Gabriel deu um passo à frente, diminuindo ainda mais a distância entre eles. Valentina podia sentir o cheiro amadeirado de seu perfume, algo que a incomodava mais do que gostaria de admitir.

—E qual é exatamente a sua obrigação. Valentina? Obedecer cegamente ou questionar o que realmente acredita? —

Ela piscou, surpresa com a pergunta. —Minha fé não é cega. É uma escolha. —

—Escolha? Hm, — ele murmurou, pensativo, com um sorriso de canto. —Interessante. Então, escolha me ajudar. Me leve até a Madre Superiora. Garanto que minha conversa será rápida. —

Valentina hesitou. Ele tinha uma maneira de desarmar suas respostas com facilidade, e isso a deixava desconfortável.

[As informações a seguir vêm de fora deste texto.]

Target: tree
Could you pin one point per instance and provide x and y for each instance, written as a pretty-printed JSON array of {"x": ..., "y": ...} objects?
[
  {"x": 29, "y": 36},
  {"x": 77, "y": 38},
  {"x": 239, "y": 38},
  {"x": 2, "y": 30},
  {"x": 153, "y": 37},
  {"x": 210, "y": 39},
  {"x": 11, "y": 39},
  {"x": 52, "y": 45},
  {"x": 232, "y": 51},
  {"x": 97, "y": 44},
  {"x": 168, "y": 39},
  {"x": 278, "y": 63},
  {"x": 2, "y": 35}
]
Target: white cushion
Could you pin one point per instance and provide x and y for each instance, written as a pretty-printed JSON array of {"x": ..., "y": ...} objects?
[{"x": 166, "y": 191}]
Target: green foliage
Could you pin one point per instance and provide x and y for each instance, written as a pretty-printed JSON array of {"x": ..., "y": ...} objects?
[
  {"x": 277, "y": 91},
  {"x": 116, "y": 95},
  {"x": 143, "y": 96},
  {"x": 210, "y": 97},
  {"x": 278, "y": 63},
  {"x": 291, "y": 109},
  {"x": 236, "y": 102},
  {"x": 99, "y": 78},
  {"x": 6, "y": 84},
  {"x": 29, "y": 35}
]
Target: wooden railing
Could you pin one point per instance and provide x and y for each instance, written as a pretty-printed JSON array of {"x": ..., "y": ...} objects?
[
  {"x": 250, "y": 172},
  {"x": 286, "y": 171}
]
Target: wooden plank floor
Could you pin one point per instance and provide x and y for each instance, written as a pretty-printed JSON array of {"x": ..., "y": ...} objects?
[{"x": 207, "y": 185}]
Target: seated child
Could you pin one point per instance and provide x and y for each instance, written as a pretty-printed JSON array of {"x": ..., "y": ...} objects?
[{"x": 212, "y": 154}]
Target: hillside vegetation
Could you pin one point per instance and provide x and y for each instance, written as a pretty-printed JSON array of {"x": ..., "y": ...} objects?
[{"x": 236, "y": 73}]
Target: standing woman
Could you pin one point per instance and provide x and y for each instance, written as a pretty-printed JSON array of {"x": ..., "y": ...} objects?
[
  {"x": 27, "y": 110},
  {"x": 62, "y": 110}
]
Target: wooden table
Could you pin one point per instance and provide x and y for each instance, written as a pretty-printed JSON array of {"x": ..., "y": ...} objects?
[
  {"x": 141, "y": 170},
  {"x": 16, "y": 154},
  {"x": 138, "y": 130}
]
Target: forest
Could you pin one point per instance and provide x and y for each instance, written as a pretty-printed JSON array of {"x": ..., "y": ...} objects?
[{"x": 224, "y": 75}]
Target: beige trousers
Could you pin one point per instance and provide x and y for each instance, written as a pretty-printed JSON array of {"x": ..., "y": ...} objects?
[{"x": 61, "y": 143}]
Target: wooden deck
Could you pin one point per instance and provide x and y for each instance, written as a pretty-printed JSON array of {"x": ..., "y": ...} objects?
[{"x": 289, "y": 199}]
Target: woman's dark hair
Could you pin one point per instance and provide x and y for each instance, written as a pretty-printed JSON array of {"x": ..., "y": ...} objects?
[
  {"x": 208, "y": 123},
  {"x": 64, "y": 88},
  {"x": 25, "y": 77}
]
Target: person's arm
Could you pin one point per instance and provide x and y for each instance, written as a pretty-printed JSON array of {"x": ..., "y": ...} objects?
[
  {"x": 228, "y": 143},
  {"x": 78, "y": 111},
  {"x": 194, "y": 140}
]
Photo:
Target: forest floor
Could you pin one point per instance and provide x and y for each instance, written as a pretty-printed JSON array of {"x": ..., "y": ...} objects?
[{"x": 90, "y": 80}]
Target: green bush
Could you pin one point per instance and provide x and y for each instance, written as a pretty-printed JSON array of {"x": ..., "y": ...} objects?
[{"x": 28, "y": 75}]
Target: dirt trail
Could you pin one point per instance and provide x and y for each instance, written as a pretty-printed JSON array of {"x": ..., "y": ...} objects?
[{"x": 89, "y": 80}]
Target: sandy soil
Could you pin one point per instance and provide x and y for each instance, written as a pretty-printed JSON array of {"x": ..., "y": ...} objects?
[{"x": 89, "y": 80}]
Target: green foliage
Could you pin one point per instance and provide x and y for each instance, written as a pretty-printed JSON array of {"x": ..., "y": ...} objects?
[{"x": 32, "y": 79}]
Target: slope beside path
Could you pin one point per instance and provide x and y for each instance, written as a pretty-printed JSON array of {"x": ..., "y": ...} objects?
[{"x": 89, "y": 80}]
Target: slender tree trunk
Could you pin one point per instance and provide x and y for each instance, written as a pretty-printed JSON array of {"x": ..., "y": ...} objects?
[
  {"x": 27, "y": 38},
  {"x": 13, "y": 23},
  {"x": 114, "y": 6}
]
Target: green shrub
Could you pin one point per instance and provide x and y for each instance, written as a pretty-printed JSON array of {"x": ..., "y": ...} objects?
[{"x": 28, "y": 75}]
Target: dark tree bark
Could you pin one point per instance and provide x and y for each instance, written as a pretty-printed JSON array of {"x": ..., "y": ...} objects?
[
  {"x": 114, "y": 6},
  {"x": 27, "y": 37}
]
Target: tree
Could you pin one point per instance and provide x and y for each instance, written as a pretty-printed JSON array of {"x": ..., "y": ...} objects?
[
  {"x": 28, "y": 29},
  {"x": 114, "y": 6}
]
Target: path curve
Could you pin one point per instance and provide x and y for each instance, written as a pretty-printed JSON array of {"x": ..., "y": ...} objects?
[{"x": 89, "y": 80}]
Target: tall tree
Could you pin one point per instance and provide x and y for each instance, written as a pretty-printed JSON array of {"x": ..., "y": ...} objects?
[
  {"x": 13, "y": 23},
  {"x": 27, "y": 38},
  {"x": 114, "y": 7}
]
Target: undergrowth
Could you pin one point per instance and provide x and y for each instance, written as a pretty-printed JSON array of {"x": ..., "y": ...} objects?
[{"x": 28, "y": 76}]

—Você não entende, senhor Gabriel. Este convento não é apenas um prédio. É um lar, um refúgio para muitas pessoas. Seu plano de demoli-lo…—

—Valentina, — ele a interrompeu, sua voz mais baixa, quase gentil, —não sou o vilão que você está imaginando. Só quero uma chance de explicar minha proposta. —

Antes que ela pudesse responder, a voz firme de Irmã Amélia ecoou pelo pátio.

—Senhor Gabriel! Eu já disse ontem que você não é bem-vindo aqui sem um agendamento. —

Gabriel virou-se, mantendo a compostura. —Irmã Amélia, bom vê-la novamente. Espero que esteja tendo um dia abençoado. Agora, por favor, seja razoável. Não vim aqui para causar problemas, apenas para conversar. —

—Conversas podem ser marcadas. Agora, se não se retirar imediatamente, serei obrigada a chamar as autoridades. —

Valentina observava a troca tensa, mas algo em Gabriel a intrigava. Ele não parecia intimidado, nem mal-intencionado, apesar da maneira invasiva de agir.

Gabriel suspirou, levantando as mãos em um gesto de rendição. —Certo, certo. Vou embora… por enquanto. — Ele então se virou para Valentina, seus olhos prendendo os dela por um momento longo demais. —Mas vou voltar. Você sabe que vou. —

Sem esperar resposta, ele se retirou, deixando um rastro de perfume e perguntas não ditas.

Mais tarde, no silêncio da capela. Valentina sentou-se em um dos bancos, encarando o altar. As velas tremeluziam, lançando sombras nas paredes.

—Por que ele me deixa tão inquieta, Senhor? — sussurrou, fechando os olhos.

Mas, mesmo em sua prece, o rosto de Gabriel surgiu em sua mente. E em algum lugar da cidade, Gabriel estava sentado em um bar, lembrando-se dos olhos determinados de Valentina. Ele nunca havia encontrado alguém como ela antes.

Naquela noite, enquanto a cidade dormia, ambos estavam imersos em pensamentos um sobre o outro. Valentina se perguntava como afastar aquele homem de sua mente. Gabriel planejava como se aproximar dela novamente.

E assim, o primeiro fio da teia que os conectava começou a se formar. Sant’Elisa não estava pronta para o que estava por vir — e talvez eles também não.